Most of us know that during exercise, the muscles use up the readily available glucose (the preferred cellular fuel) in the bloodstream first. They then move on to the stored glycogen, which is stored to some extent in the muscle with further storage in the liver. When you run out of these glycogen stores you reach physical exhaustion; this is known as “hitting the wall” (depleted muscle glycogen) and “bonking” (depleted liver glycogen). What some people don’t realise is that when you workout to exhaustion; you also deplete brain glycogen levels. The brain itself will gorge on the glucose in the bloodstream, therefore restricting the amount available for the working muscle, which eventually turns to stored glycogen. Once the brain has taken all the glucose it can, it then also shifts to local stores of glycogen, produced by neuronal support cells known as astrocytes. A study by Matsui et al. "Brain Glycogen Decreases During Prolonged Exercise" Journal of Physiology, 2011, showed that this has to be exhaustive exercise; 30-60 minutes of treadmill running isn't going to do it.
So, what happens to glycogen stores during recovery? Most of us are aware of the importance of replenishing muscle glycogen for effective recovery and growth, but what about the brain? In another study by Matsui et al. "Brain Glycogen Supercompensation Following Exhaustive Exercise" Journal of Physiology, 2012, the researchers found that the brain is a particularly greedy organ; recovering glycogen stores more speedily than the muscle or liver. The brain fully replenished glycogen stores, even overcompensating a little, in 6 hours, whilst muscle lagged behind at 24 hours to peak, and liver coming in last at 48 hours. It should be apparent from this, why recovering with the relevant amounts of carbs is so important for effective growth; there are 3 lots of stores to replenish and the brain is going to act first, taking all it can and therefore limiting the availability of carbs for the muscle and liver.
The study looked further into the implications that intense, long-term exercise increased glycogen stores in both the muscle and the brain. The subjects (rats) lost weight and fat compared to sedentary rats and they gained glycogen stores in the muscle and in the brain. The authors hypothesize that this long-term overcompensation could be the brain and body's response to the increased energy demands associated with a long-term exercise regiment. Further studies are required, but this increase in brain glycogen stores may well lead to the increased cognitive function that has long been associated with regular exercise.
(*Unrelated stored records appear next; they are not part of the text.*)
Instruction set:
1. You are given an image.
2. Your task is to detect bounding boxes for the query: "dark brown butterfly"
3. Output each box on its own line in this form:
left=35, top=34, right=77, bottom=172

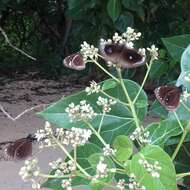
left=154, top=85, right=182, bottom=111
left=6, top=135, right=36, bottom=160
left=63, top=52, right=86, bottom=71
left=100, top=43, right=146, bottom=68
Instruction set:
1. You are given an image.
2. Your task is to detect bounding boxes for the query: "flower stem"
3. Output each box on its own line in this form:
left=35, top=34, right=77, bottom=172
left=93, top=59, right=120, bottom=82
left=98, top=112, right=105, bottom=134
left=171, top=122, right=190, bottom=160
left=133, top=60, right=153, bottom=103
left=52, top=136, right=91, bottom=177
left=117, top=68, right=144, bottom=130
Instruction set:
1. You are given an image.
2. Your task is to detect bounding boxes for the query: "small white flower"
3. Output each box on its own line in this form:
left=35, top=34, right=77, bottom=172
left=85, top=81, right=100, bottom=95
left=96, top=96, right=117, bottom=113
left=139, top=159, right=162, bottom=178
left=116, top=179, right=126, bottom=190
left=80, top=42, right=98, bottom=62
left=96, top=157, right=108, bottom=178
left=65, top=100, right=96, bottom=122
left=147, top=45, right=158, bottom=60
left=19, top=159, right=40, bottom=181
left=61, top=178, right=72, bottom=190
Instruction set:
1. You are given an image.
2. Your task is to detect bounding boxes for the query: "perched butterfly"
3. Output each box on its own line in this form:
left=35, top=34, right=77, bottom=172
left=100, top=43, right=146, bottom=68
left=63, top=52, right=86, bottom=71
left=5, top=135, right=36, bottom=160
left=154, top=86, right=182, bottom=111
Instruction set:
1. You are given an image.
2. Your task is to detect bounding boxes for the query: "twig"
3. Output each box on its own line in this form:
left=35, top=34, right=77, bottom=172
left=0, top=26, right=36, bottom=61
left=0, top=104, right=49, bottom=121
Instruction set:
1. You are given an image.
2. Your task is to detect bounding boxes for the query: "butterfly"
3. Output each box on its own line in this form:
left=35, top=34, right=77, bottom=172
left=5, top=135, right=36, bottom=160
left=100, top=43, right=146, bottom=68
left=63, top=52, right=86, bottom=71
left=154, top=85, right=182, bottom=111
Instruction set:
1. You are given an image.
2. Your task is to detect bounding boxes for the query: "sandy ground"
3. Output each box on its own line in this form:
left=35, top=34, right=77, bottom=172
left=0, top=76, right=159, bottom=190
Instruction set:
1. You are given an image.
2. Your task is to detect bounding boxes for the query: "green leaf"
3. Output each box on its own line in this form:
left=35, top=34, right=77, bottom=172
left=113, top=135, right=133, bottom=162
left=107, top=0, right=121, bottom=22
left=88, top=153, right=115, bottom=190
left=130, top=145, right=177, bottom=190
left=39, top=80, right=148, bottom=144
left=43, top=143, right=101, bottom=190
left=145, top=119, right=181, bottom=146
left=102, top=79, right=117, bottom=90
left=162, top=34, right=190, bottom=61
left=115, top=12, right=134, bottom=32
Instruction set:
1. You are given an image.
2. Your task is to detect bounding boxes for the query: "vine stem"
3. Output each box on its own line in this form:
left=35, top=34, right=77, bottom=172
left=133, top=59, right=153, bottom=103
left=171, top=121, right=190, bottom=161
left=84, top=121, right=107, bottom=146
left=93, top=59, right=120, bottom=82
left=52, top=136, right=91, bottom=178
left=117, top=68, right=144, bottom=130
left=98, top=112, right=105, bottom=134
left=176, top=172, right=190, bottom=180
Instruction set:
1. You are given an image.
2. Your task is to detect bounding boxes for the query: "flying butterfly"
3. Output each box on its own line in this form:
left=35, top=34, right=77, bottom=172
left=154, top=85, right=182, bottom=111
left=100, top=43, right=146, bottom=68
left=1, top=135, right=36, bottom=160
left=63, top=52, right=86, bottom=71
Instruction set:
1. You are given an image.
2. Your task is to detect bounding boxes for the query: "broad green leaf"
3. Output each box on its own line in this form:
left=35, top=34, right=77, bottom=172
left=43, top=143, right=101, bottom=190
left=107, top=0, right=121, bottom=22
left=162, top=34, right=190, bottom=61
left=88, top=153, right=115, bottom=190
left=130, top=145, right=178, bottom=190
left=145, top=120, right=181, bottom=146
left=115, top=12, right=134, bottom=32
left=181, top=44, right=190, bottom=72
left=168, top=97, right=190, bottom=121
left=113, top=135, right=133, bottom=162
left=39, top=80, right=148, bottom=144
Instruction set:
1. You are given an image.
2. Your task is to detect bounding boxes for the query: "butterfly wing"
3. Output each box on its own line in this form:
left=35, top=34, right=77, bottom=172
left=154, top=86, right=182, bottom=110
left=100, top=43, right=124, bottom=64
left=119, top=47, right=146, bottom=68
left=63, top=52, right=86, bottom=71
left=6, top=138, right=32, bottom=160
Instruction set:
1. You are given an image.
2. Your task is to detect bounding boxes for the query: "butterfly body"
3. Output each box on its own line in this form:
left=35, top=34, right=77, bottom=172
left=154, top=85, right=182, bottom=111
left=63, top=52, right=86, bottom=71
left=100, top=43, right=146, bottom=68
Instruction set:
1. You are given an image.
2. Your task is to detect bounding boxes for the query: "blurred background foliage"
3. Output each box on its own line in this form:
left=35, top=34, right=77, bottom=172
left=0, top=0, right=190, bottom=83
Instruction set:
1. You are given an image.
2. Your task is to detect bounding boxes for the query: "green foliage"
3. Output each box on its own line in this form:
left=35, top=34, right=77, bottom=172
left=130, top=145, right=178, bottom=190
left=113, top=135, right=133, bottom=162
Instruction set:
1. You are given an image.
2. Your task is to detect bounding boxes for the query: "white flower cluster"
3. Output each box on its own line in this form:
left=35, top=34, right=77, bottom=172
left=147, top=45, right=158, bottom=60
left=19, top=159, right=40, bottom=189
left=139, top=159, right=162, bottom=178
left=96, top=157, right=108, bottom=179
left=96, top=96, right=117, bottom=113
left=184, top=73, right=190, bottom=82
left=85, top=81, right=100, bottom=95
left=65, top=100, right=96, bottom=122
left=61, top=178, right=72, bottom=190
left=80, top=42, right=98, bottom=62
left=182, top=90, right=190, bottom=102
left=49, top=158, right=76, bottom=176
left=116, top=179, right=126, bottom=190
left=100, top=27, right=141, bottom=48
left=61, top=127, right=92, bottom=147
left=103, top=144, right=116, bottom=156
left=127, top=173, right=146, bottom=190
left=129, top=127, right=151, bottom=144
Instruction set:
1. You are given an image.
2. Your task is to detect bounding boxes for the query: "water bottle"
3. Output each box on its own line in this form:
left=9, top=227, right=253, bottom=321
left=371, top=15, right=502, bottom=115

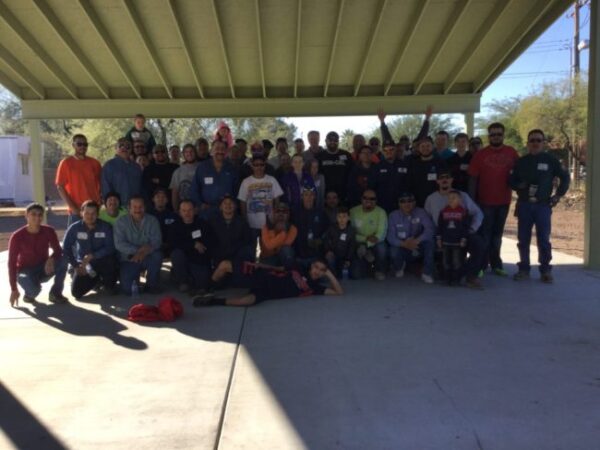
left=131, top=280, right=140, bottom=300
left=85, top=263, right=97, bottom=278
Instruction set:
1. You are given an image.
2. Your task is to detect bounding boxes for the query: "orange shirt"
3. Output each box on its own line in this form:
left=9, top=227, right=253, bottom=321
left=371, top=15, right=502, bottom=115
left=260, top=225, right=298, bottom=258
left=55, top=156, right=102, bottom=213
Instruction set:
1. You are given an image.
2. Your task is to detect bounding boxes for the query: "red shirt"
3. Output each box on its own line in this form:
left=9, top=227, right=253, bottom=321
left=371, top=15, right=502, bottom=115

Recovery & Glycogen Resynthesis
There are many schools of thought when it comes to an athlete's recovery strategy from intense exercise; some go with the notion that the recovery window is particularly short and so you must take full advantage immediately after training, or compromise on gains. However, this doesn’t make a lot of sense given that you would need to ingest around 500-600 grams of carbs to restore glycogen stores to pre-exercise levels and thus facilitate a complete recovery. Therefore, we would suggest there is a much bigger window of opportunity for recovery, which is around 24 hours. This is not to say that the initial couple of hours after training aren’t important and you should definitely be ingesting reasonable amounts of carbs in this period, with a view to continuing a “drip feed” of carbs over the next 20 hours or so between training sessions. Studies tell us around 2% of glycogen is resynthesized each hour that follows the initial 2 hour post-workout recovery period. Taking in around 50 grams every 2 hours after, seems the best protocol for resynthesis and ensures the brain is also adequately satisfied, without becoming too “greedy". There is also evidence to suggest smaller loads of 28 grams every 15 minutes may ramp glycogen repletion rates up further. Please remember, these measures are recommended for athletes engaging in intense exercise and not necessarily for the “average” gym goer.
Carbs For The Brain
Foods such as oats provide a great source of fuel for your brain during and after intense exercise. Oats are broken down slowly and therefore provide a “drip feed” of glucose for the brain, over a longer period of time than other carb sources. Try adding blueberries to your oats for an extra brain boost.
Immediately after training, you should be consuming carbs with a higher glycemic load, such as white rice (or baked white potato). Try adding some raisins here too, as this combination will give a nice kick to insulin and shuttle glucose around the body for uptake by the cells. The trick here is not to provide too sharp a spike in insulin, but just enough so that a rise doesn’t blunt the release of growth hormone. The carb sources you choose in the following hours should include foods such as sweet potato, banana, quinoa, brown rice, carrot and oats (in an order similar to this and according to glycemic load - becoming progressively lower as the day goes).
Fuel your brain and prepare to take over the world!!